Some clues about the baseline savings behavior of the Georgian population can be drawn from the recent Financial Literacy survey, 2016 (performed by the TBC bank, in cooperation with ISET-PI).
According to the 2016 survey, 35% of respondents managed to save some money during last year. Majority of them (nearly 47%) saved money in cash, and nearly 32% saved money on deposits. These numbers are very interesting for the following reason: a Savings Behavior Assessment Survey performed in Georgia in 2011 found nearly identical results regarding the behavior of people who saved any money – 38% of savers put their money in the bank deposits, whereas 47% saved money elsewhere. The main difference between the 2011 and the 2016 survey is that the percentage of population who saved any money nearly doubled since 2011 (from 16% of respondents to 35%)!

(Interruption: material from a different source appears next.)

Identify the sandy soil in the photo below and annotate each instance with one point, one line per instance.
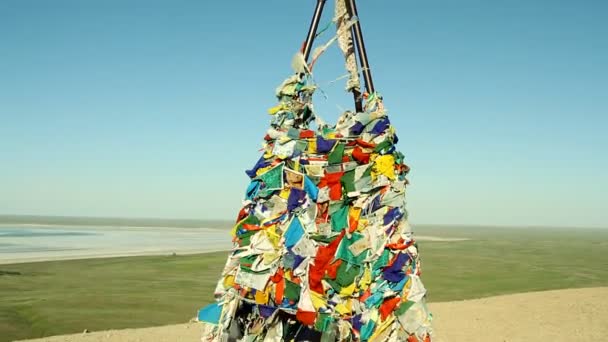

Moreover, the 2011 survey found that 60% of respondents were willing to put money in the bank if deposit insurance were offered. At the same time, 79% of respondents in the 2016 survey said that they are willing to entrust their money to the banks. From these responses it is difficult to judge how much the savings allocation behavior will actually change following the reform, but there are reasons to be optimistic about the effect of the new law in this regard.
Of course, one has to keep in mind that insuring deposits can engender two effects: first, it can reduce the deposit risk (shifting the supply curve of bank deposits to the right – which will lower the deposit rates, but likely increase the volume of deposits). It can also affect the demand for deposits negatively, lowering the deposit rates even further and reducing the volume of deposits (in this case, the deposit insurance fee acts as a tax on banks). As these effects work in opposite directions, it may be unclear by how much the volume of deposits will ultimately change. It will be interesting to observe which effect will dominate in Georgia.
To conclude, the deposit insurance seems to be a positive development and, if managed correctly, can increase savings and investment in the country. They key is to ensure that the system is properly managed.
If a given country cannot guarantee strong banking regulations or a carefully designed deposit insurance with safeguards against risk, in addition to strong financial supervisory body to manage banks and provide resolution to failed banks, then introducing explicit deposit insurance will only be a recipe for disaster. Instead of solving the problem of bank runs, it will invite a host of moral hazard related problems.
Hence, for the National Bank of Georgia and for the Georgian government the hard work of building a reliable deposit insurance program which guarantees a strong and stable financial system is only beginning.